Of dwellings and streets that connect: a brief honey-moon
Abstract
This study explores spatial properties across successive urban scales – street grid, plot division and building footprint – which tend to be associated with certain patterns of use and perception. The adoption of the modernist formal repertoire in Brazil in the early 1930s spread from major cities to achieve nationwide scale in the late 1960s. In Natal, capital city of the state of Rio Grande do Norte, this phenomenon coincided with a period of intense urban expansion and housing construction in the 1950s. Many of these buildings displayed not only a nouveau physical appearance, more or less faithful to the formal canons of the international style, but also new relationships of permeability and visibility respecting the street, which parallel spatial properties found in the town’s global grid structure at the time, and appear to be associated with the socio-cultural context that framed that stage of urban development in Brazil.

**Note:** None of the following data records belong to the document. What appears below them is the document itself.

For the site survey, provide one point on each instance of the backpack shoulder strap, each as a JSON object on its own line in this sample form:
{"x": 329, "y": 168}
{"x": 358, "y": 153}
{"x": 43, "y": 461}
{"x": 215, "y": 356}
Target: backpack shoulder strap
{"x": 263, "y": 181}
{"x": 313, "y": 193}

This argument is based on findings from distinct studies in which syntax analysis procedures, as developed by Hillier and Hanson (1984), were used to investigate space configuration in diachronic perspective: that of Natal’s urban grid, and that of middle-class housing in various north-eastern towns. They revealed a turning-point in the global-to-local relationship of Natal’s urban spatial structure around 1955, when the potential accessibility of the grid achieved maximum level and newly-built residences were highly permeable and visible to the public space. Drawing from Hillier’s (1996) principle of natural movement, that peak in accessibility points towards a configuration that was more movement-orientated than ever before or after. Those highly street-exposed dwellings seem, therefore, to have been designed to take part in that animation. As the notorious averseness between dwellings and streets in the 18th and 19th centuries, recurrently stressed in the literature re-appears in the heavily walled and gated condominiums of the present era, the panorama of residential neighbourhoods presented here evokes the idea of a brief, bygone honey-moon.